羽根 データサイエンス人材をどのように育成していますか。

草野 先にお話ししたように、特定のスキルを持った人材を採用すれば良いというわけではないので、データ分析に対する素養や指向性のある新卒人材を採用し、オンザジョブでトレーニングしていく形を採っています。

 入社時の研修は3カ月をかけて実施しています。最初の1カ月は、いわゆる社会人としてのビジネス研修、次の1カ月に統計や分析ツールの研修を行います。最後の1カ月は、仮想のプロジェクトに取り組み、提案から受注、納品までを実体験します。仮想といっても、データ分析に利用するデータはリアルに近いデータを使用しています。新卒を採用し始めて8年ほどが経ちますが、今はこの形に落ち着いています。

 仮想プロジェクトで及第点を取れたら、後は実践あるのみです。実際のプロジェクトにアサインし、経験を積んでもらいます。優秀な人材は自力で成長できるので、その場所としてのプロジェクトを用意してあげれば良いのです。

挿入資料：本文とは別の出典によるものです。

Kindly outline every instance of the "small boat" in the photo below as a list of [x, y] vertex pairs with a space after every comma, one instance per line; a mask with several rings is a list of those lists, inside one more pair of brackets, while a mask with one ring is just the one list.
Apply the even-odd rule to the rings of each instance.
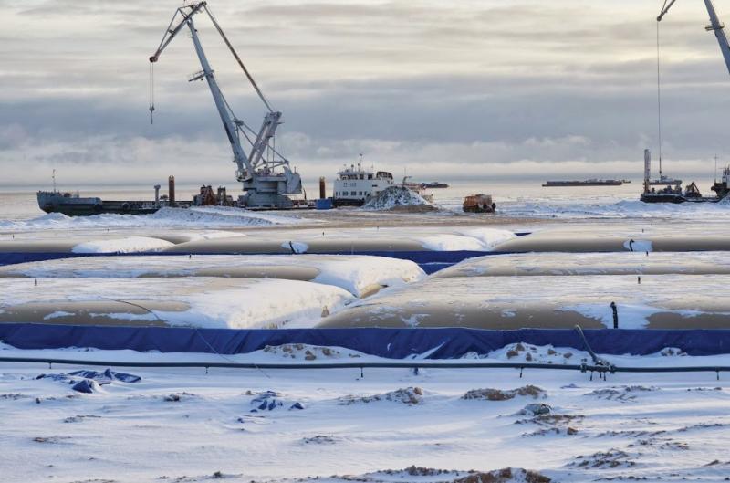
[[543, 187], [551, 188], [556, 186], [620, 186], [623, 180], [597, 180], [589, 179], [585, 181], [547, 181]]
[[333, 206], [361, 206], [366, 201], [393, 185], [393, 175], [387, 171], [368, 170], [358, 163], [338, 172], [332, 196]]
[[433, 188], [448, 188], [449, 185], [445, 183], [441, 183], [439, 181], [432, 181], [431, 183], [422, 183], [421, 184], [424, 188], [433, 189]]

志度 2013年に設立されたデータサイエンティスト協会の大きなテーマの1つが人材育成です。協会では、どのような育成策に取り組んでいるのでしょうか。

草野 正式には2014年1月から活動をスタートしました。この半年間で協会の活動方針を決めるとともに、6月から3つの委員会を立ち上げました。データサイエンティストのスキル定義、約1200人の個人会員に対する有益なコンテンツの提供、事例調査の各委員会です。スキル定義については、かなり進行しているので、2014年末までには何らかの成果を世に問いたいと考えています。

羽根 データサイエンティストのキャリアモデルとしては、どういった可能性が考えられますか。

草野 先日、ある金融機関にお邪魔したのですが、そこでCRO(Chief Risk Officer)という肩書きを持つ方にお会いしました。その会社では、CROがリスク評価に全責任を持っていて、その下に、CDO(Chief Data Officer)を置くという組織体制でした。リスク評価は、次の機会(オポチュニティ)の評価と表裏一体ですが、両者を評価するにはデータは欠かせないという考え方が明確にあるわけです。